The case of Network Rail Infrastructure Limited v Stephen Williams and Robin Waistell concerned the encroachment of Japanese knotweed, which was present on Network Rail's adjoining land, onto their properties. The Recorder, in giving judgment for the claimants, had concluded that the presence of knotweed on Network Rail's land within seven metres of the claimants' properties was an actionable nuisance simply because it diminished the market value of the claimants' respective properties, owing to lender caution in such situations.

The Court of Appeal thought this was wrong in principle and criticised the Recorder's ruling for extending the tort of nuisance to a claim for pure economic loss. The purpose of the tort of nuisance, Sir Terence Etherton MR said, is to protect the owner of land in its use an enjoyment of the land; its purpose is "not to protect the value of property as an investment or a financial asset."

However, as the presence of the Japanese knotweed had diminished the homeowners' ability to enjoy the amenity and utility of their properties, they were entitled to damages.

What does this mean for landowners?

Japanese knotweed is notoriously difficult to eradicate.
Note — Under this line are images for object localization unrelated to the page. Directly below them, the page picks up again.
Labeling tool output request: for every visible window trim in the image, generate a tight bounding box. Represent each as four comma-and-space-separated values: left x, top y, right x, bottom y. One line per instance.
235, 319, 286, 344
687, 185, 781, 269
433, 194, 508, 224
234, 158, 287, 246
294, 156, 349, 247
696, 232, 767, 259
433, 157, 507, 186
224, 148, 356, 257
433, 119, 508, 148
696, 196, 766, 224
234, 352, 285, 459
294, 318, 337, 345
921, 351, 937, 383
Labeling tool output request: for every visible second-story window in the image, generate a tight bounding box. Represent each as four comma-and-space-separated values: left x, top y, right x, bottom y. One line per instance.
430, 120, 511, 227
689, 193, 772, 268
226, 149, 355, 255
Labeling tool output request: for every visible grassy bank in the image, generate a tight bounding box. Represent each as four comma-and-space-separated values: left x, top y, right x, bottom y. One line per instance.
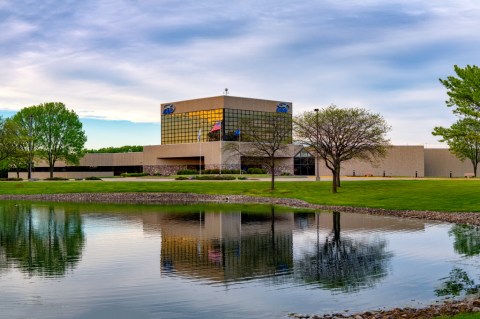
0, 179, 479, 212
438, 313, 479, 319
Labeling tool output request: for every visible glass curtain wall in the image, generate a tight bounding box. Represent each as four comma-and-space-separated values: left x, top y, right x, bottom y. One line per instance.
162, 109, 223, 144
161, 108, 292, 145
It is already subject to a strict regime of control under the Wildlife and Countryside Act 1982 (as amended by the Infrastructure Act 2015). The possibility that landowners could also find themselves on the other end of a claim for private nuisance should be a further incentive for landowners to take action and not ignore the weed.

Landowners selling their properties must ensure that they provide accurate replies to enquiries. It is likely that, as result of this case, buyers will be more alert to potential issues with knotweed.